California regulators are getting backlogged with key issues they must resolve in the increasingly complex and tight time frame that is left to fashion an economic solution to the state’s energy woes–regardless of how events unfold at the federal level. There is little more than a month for actions that would keep on track the state’s proposed bond sale, which now is slated for late summer or early fall.

In the midst of these pressures and the continuing state movement away from more deregulated energy markets, California regulators last Thursday took one step to lessen barriers to distributed electrical generation, but they continued to put off a decision on rules now preventing new interstate gas transmission pipelines from entering the state. The green light for distributed generation lessens the impact of utility standby charges on large customers who want the nonutility power connections without losing connection to the traditional transmission grid.

The five-member California Public Utilities Commission was split along political lines on a more liberal approach to the stand-by charge issue, with the two Republican minority commissioners being over-ruled on that alternative. The ultimate decision was passed unanimously but is a more conservative approach to encouraging distributed generation by assuming higher costs to the utilities for providing back-up power from the grid.

Overall, many important gas and electricity issues continued to be held off the table for various reasons, including five separate actions needed for the agreement between the governor and Southern California Edison Co., actions related to the state’s long-anticipated $13 billion public revenue bond sale, lingering settlements to unbundled the Southern California Gas Co. in-state transmission and storage system, and a proposal from the governor for the utilities to expand their use of low-voltage distribution of power to help cut peak demand levels, among others.

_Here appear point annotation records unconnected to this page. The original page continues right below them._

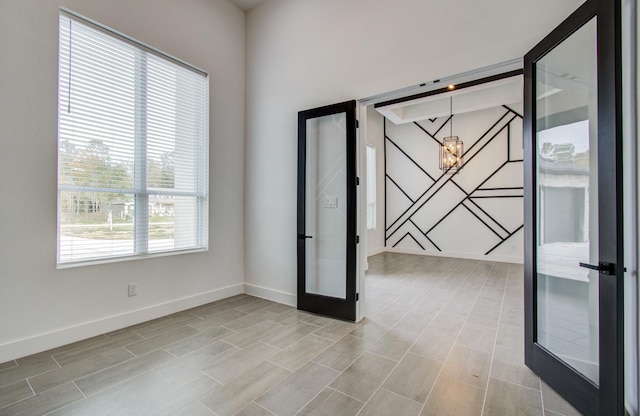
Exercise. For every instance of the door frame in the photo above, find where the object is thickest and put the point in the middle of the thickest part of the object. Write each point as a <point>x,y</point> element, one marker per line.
<point>608,397</point>
<point>326,305</point>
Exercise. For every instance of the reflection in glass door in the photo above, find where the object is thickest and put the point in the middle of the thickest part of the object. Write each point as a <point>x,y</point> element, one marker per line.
<point>325,206</point>
<point>573,210</point>
<point>327,211</point>
<point>567,194</point>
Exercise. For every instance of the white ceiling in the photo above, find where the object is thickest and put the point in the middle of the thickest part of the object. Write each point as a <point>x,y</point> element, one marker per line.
<point>246,5</point>
<point>505,91</point>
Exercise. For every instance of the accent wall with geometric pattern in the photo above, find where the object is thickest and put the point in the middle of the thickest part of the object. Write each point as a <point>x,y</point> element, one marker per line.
<point>477,212</point>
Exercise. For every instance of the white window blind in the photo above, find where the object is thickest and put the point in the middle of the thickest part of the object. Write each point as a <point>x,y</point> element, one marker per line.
<point>371,187</point>
<point>132,148</point>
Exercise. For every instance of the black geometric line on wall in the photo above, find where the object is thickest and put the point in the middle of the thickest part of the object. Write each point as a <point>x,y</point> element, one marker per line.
<point>504,188</point>
<point>513,111</point>
<point>398,186</point>
<point>482,221</point>
<point>435,133</point>
<point>411,159</point>
<point>425,235</point>
<point>412,237</point>
<point>468,196</point>
<point>449,178</point>
<point>508,237</point>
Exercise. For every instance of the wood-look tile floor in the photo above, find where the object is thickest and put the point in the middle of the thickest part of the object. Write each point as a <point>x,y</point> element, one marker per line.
<point>441,337</point>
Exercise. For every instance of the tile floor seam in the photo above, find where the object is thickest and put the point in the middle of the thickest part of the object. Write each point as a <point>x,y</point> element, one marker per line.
<point>84,396</point>
<point>451,349</point>
<point>56,361</point>
<point>268,360</point>
<point>404,355</point>
<point>259,405</point>
<point>400,395</point>
<point>30,387</point>
<point>348,395</point>
<point>493,350</point>
<point>128,378</point>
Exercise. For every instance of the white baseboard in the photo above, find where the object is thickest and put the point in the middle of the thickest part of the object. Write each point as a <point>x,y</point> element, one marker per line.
<point>271,294</point>
<point>43,342</point>
<point>470,256</point>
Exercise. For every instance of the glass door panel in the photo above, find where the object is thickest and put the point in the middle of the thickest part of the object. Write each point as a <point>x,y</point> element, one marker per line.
<point>566,134</point>
<point>573,210</point>
<point>327,260</point>
<point>325,208</point>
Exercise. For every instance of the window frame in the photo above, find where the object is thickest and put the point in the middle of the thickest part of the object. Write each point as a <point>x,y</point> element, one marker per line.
<point>140,192</point>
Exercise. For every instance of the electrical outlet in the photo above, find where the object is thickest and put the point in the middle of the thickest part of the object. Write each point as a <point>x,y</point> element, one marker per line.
<point>133,289</point>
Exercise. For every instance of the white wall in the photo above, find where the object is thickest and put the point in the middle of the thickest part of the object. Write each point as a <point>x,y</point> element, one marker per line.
<point>41,307</point>
<point>304,54</point>
<point>375,137</point>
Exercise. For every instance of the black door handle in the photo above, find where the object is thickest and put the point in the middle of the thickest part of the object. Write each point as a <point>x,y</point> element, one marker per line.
<point>604,268</point>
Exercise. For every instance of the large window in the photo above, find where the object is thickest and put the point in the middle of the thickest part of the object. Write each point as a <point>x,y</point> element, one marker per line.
<point>132,148</point>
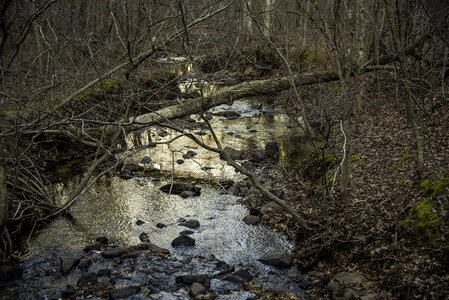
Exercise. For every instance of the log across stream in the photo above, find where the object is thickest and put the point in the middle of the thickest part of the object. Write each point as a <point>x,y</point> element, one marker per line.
<point>132,209</point>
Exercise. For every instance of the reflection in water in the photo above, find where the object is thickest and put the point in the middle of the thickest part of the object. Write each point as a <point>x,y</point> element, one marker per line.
<point>251,129</point>
<point>113,210</point>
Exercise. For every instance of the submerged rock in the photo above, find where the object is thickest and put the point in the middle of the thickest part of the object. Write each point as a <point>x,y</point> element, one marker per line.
<point>227,114</point>
<point>124,292</point>
<point>190,224</point>
<point>102,240</point>
<point>186,232</point>
<point>160,225</point>
<point>251,220</point>
<point>277,259</point>
<point>189,154</point>
<point>87,278</point>
<point>197,289</point>
<point>183,240</point>
<point>178,188</point>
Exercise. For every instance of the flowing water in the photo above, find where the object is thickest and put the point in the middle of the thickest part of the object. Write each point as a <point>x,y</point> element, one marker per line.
<point>122,208</point>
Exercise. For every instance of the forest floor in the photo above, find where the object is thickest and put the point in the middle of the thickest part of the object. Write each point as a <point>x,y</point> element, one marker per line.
<point>393,227</point>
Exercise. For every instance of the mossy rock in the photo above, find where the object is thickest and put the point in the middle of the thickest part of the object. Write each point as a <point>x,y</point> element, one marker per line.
<point>422,220</point>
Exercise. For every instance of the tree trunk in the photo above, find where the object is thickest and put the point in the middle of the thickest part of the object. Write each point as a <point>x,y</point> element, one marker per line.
<point>4,203</point>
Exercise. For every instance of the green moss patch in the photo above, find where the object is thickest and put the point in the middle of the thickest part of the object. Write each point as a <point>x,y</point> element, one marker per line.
<point>434,188</point>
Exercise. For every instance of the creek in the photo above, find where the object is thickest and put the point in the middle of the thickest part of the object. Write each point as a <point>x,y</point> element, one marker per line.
<point>122,208</point>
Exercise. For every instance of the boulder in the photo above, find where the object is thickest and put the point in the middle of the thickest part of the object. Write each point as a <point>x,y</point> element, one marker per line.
<point>85,263</point>
<point>187,194</point>
<point>102,240</point>
<point>186,232</point>
<point>87,278</point>
<point>115,252</point>
<point>95,246</point>
<point>271,207</point>
<point>204,279</point>
<point>197,289</point>
<point>189,154</point>
<point>277,259</point>
<point>244,274</point>
<point>160,225</point>
<point>272,150</point>
<point>233,153</point>
<point>251,220</point>
<point>145,160</point>
<point>183,240</point>
<point>190,224</point>
<point>227,114</point>
<point>144,237</point>
<point>124,292</point>
<point>178,188</point>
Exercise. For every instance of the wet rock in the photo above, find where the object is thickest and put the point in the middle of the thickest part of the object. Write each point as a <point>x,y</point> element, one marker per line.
<point>144,237</point>
<point>85,263</point>
<point>162,133</point>
<point>186,232</point>
<point>346,294</point>
<point>204,279</point>
<point>353,278</point>
<point>187,194</point>
<point>278,259</point>
<point>115,252</point>
<point>124,292</point>
<point>201,133</point>
<point>233,278</point>
<point>68,262</point>
<point>189,154</point>
<point>145,160</point>
<point>272,150</point>
<point>191,224</point>
<point>370,296</point>
<point>10,273</point>
<point>227,114</point>
<point>87,278</point>
<point>102,240</point>
<point>254,211</point>
<point>197,289</point>
<point>244,274</point>
<point>95,246</point>
<point>223,287</point>
<point>277,192</point>
<point>232,153</point>
<point>157,249</point>
<point>160,225</point>
<point>257,155</point>
<point>251,220</point>
<point>333,287</point>
<point>247,165</point>
<point>178,188</point>
<point>271,207</point>
<point>104,272</point>
<point>69,292</point>
<point>183,240</point>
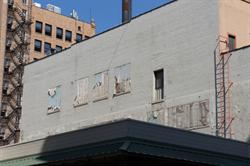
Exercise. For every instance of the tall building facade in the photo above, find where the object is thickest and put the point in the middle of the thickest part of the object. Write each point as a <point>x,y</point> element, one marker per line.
<point>28,33</point>
<point>52,32</point>
<point>169,67</point>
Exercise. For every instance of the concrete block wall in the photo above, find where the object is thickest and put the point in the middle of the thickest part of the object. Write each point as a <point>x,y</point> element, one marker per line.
<point>179,37</point>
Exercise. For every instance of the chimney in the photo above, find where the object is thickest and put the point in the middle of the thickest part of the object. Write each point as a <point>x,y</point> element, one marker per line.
<point>126,10</point>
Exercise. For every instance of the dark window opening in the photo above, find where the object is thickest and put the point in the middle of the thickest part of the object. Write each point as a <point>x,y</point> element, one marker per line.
<point>38,45</point>
<point>47,48</point>
<point>159,85</point>
<point>39,27</point>
<point>48,30</point>
<point>68,36</point>
<point>58,48</point>
<point>24,2</point>
<point>59,33</point>
<point>78,37</point>
<point>231,42</point>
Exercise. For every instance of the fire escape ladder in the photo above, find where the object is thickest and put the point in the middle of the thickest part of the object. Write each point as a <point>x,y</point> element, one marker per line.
<point>223,86</point>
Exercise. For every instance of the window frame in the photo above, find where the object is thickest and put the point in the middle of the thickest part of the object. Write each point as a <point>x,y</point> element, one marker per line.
<point>46,32</point>
<point>100,91</point>
<point>78,34</point>
<point>82,92</point>
<point>45,50</point>
<point>36,29</point>
<point>58,36</point>
<point>118,85</point>
<point>68,38</point>
<point>35,46</point>
<point>57,46</point>
<point>231,36</point>
<point>158,91</point>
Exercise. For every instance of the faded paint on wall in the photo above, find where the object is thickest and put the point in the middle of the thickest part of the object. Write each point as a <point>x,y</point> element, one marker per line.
<point>147,43</point>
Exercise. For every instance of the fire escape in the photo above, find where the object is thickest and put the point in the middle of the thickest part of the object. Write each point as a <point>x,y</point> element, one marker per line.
<point>223,84</point>
<point>17,46</point>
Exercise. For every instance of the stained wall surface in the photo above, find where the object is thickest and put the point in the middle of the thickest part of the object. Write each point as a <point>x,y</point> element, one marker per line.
<point>179,38</point>
<point>3,20</point>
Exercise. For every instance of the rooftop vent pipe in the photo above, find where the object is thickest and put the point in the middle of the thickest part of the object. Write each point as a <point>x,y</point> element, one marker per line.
<point>126,10</point>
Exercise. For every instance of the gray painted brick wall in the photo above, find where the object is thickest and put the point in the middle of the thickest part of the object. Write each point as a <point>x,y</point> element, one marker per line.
<point>179,37</point>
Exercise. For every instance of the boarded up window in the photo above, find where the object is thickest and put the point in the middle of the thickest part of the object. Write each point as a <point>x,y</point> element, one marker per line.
<point>158,93</point>
<point>189,116</point>
<point>82,92</point>
<point>54,99</point>
<point>100,88</point>
<point>122,79</point>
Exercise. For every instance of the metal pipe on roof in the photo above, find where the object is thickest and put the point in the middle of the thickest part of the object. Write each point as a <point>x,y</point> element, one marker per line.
<point>126,10</point>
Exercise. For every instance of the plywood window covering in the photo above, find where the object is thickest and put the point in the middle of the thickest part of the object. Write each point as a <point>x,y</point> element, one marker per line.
<point>158,85</point>
<point>122,79</point>
<point>54,95</point>
<point>82,92</point>
<point>100,88</point>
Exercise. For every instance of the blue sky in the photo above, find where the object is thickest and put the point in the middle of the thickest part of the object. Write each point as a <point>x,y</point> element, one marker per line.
<point>107,13</point>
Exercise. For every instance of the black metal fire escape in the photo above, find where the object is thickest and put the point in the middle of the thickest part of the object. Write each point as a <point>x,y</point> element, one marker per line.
<point>223,86</point>
<point>17,46</point>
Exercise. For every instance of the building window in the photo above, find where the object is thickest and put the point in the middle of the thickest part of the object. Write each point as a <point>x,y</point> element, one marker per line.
<point>47,48</point>
<point>38,45</point>
<point>122,79</point>
<point>100,88</point>
<point>231,42</point>
<point>24,2</point>
<point>54,99</point>
<point>78,37</point>
<point>68,36</point>
<point>24,14</point>
<point>58,48</point>
<point>158,93</point>
<point>59,33</point>
<point>48,30</point>
<point>39,27</point>
<point>82,92</point>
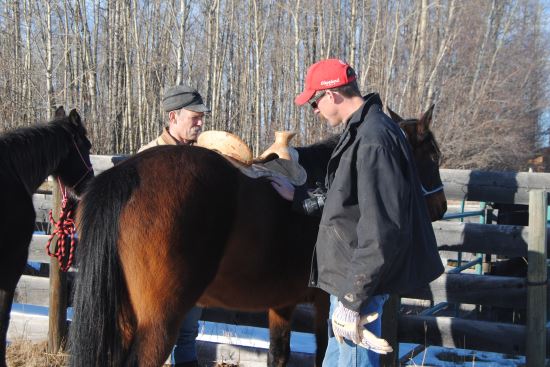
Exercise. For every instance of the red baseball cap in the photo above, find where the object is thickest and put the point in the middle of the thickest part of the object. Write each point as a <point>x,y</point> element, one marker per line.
<point>325,74</point>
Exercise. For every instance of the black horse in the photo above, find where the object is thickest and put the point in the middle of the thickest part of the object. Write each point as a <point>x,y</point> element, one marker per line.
<point>27,157</point>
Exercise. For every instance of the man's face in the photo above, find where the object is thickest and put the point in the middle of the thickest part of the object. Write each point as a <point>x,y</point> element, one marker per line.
<point>323,106</point>
<point>185,125</point>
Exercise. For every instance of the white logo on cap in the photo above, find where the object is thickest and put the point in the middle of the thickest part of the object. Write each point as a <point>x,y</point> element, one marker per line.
<point>329,82</point>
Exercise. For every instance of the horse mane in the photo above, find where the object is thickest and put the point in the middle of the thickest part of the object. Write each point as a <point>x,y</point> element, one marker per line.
<point>31,152</point>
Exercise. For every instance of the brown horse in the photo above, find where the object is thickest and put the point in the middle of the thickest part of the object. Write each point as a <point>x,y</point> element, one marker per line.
<point>27,157</point>
<point>155,240</point>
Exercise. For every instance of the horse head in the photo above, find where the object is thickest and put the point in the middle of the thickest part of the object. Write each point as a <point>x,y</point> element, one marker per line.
<point>75,169</point>
<point>427,157</point>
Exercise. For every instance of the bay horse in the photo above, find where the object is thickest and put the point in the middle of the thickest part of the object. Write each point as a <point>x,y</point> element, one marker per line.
<point>27,157</point>
<point>177,225</point>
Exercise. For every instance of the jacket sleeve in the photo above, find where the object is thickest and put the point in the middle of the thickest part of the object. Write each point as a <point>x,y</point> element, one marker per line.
<point>384,205</point>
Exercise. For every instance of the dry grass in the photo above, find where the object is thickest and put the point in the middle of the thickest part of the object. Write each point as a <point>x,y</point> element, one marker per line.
<point>22,353</point>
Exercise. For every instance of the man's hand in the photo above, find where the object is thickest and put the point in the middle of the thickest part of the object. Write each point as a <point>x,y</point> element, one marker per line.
<point>349,324</point>
<point>283,186</point>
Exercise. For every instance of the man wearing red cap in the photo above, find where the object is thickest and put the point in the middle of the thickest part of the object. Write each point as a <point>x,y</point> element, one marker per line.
<point>375,235</point>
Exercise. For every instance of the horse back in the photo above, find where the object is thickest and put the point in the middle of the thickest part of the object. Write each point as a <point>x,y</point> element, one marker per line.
<point>265,263</point>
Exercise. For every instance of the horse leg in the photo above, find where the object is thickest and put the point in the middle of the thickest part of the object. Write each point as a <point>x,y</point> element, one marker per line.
<point>14,246</point>
<point>279,336</point>
<point>321,302</point>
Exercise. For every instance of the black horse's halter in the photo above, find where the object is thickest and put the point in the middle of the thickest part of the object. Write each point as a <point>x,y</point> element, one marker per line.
<point>89,168</point>
<point>425,192</point>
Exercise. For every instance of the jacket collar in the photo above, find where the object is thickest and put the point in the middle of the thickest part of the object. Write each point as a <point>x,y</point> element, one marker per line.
<point>358,116</point>
<point>372,99</point>
<point>170,140</point>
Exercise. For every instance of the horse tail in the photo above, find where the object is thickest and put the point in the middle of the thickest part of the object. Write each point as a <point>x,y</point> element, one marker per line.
<point>102,313</point>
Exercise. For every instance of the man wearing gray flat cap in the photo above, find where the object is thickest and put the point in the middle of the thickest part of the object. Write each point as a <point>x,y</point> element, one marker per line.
<point>186,110</point>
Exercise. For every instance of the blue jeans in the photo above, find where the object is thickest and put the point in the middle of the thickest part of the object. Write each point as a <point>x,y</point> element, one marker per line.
<point>349,354</point>
<point>185,349</point>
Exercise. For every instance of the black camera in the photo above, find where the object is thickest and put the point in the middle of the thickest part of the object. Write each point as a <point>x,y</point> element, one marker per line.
<point>314,205</point>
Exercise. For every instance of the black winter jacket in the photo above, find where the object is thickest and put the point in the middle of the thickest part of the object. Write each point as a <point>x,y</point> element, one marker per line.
<point>375,235</point>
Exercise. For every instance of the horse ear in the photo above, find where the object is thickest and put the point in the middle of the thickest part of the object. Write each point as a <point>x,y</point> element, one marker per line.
<point>426,119</point>
<point>60,112</point>
<point>395,117</point>
<point>74,118</point>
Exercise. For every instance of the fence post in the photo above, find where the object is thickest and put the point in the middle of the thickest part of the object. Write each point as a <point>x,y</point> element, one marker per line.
<point>536,280</point>
<point>390,315</point>
<point>57,330</point>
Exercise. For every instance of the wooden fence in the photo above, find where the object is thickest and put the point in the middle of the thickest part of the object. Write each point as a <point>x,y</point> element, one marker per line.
<point>519,293</point>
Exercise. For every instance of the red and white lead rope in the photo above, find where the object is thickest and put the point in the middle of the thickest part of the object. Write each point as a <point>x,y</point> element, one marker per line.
<point>64,228</point>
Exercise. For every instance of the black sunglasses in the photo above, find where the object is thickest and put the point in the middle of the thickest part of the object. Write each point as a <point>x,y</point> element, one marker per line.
<point>314,100</point>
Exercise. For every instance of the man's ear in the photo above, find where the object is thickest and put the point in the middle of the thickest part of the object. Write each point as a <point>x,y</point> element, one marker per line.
<point>171,116</point>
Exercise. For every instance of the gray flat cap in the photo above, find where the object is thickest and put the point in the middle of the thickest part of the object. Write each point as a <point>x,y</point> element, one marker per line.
<point>183,96</point>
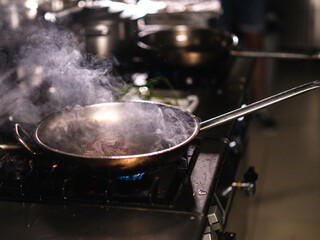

The state regulators have items on their plate to assure the state DWR gets full rate coverage for its power purchases, to make sure San Diego Gas and Electric Co. gets the same higher rates to cover wholesale costs in its retail rates that the other two large private-sector utilities already received, and another issue related to the fate of retail customer choice.

In postponing (again) action on exit charges customers must pay to switch to a nonutility pipeline, CPUC President Loretta Lynch said it is “important that the commission understand the results of whatever framework we adopt, and I appreciate the relevance of this decision to customers and pipelines and future natural gas capacity choices in California,” but she thinks the regulators need to understand the impacts on remaining utility customers and the various proposals made by parties in the case.

Lynch said she would use the added time for ex-parte meetings with all of the parties in the case “to discuss the details of all the various proposals that have emerged over the next couple of week before the next commission meeting (Aug. 2).

The gas stand-by charge move, which has been repeatedly delayed, could help free up the California leg of Questar Corp.’s Southern Trails converted oil pipeline bringing gas supplies from the Four Corners area of New Mexico. Right now that conversion is only taking place on its east-of-California portions.